Information objective et censure.

La séquence jette aussi une lumière crue sur les rapports troubles du pouvoir avec l’information. La censure est omniprésente et s’attache à contrôler les réactions adverses des médias et de la société dans un système où, refusant les critiques, le Parti, soucieux de sa prévalence autoritaire, tente de nourrir l’illusion d’une société idyllique sans contestation portée à la fois par les progrès socio-économiques et la propagande nationaliste.

Le même phénomène d’occultation avait eu lieu quand la société de jardins d’enfants RYB – de son nom chinois 红黄蓝教育 Hong Huang Lan Jiao Yu – traduit en Anglais Red Yellow Blue (RYB) – cotée en bourse à New-York avait été confrontée à un scandale de maltraitance des enfants dont les premiers indices apparurent en 2015 à Tiexi dans la province du Jilin où des enfants portaient des marques de coups d’aiguilles infligés par certains éducateurs dont 4 ont été condamnés à 2 ans de prison après que l’école ait été fermée.
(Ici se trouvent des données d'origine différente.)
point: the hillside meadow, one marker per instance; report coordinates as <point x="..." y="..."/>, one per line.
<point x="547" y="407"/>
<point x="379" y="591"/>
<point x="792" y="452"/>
En novembre 2017 plus de 10 parents protestèrent que, dans une école RYB du district de Chaoyang à Pékin, leurs enfants portaient des traces de coups d’épingles.

Alors qu’un moniteur a été inculpé et un parent arrêté pour avoir « colporté de fausses rumeurs », le 28 novembre, le Bureau de la sécurité publique de Chaoyang préconisait aux médias « d’éviter « les exagérations malveillantes » et prescrivait aux senseurs de « supprimer du net toutes les exubérances des réseaux sociaux ».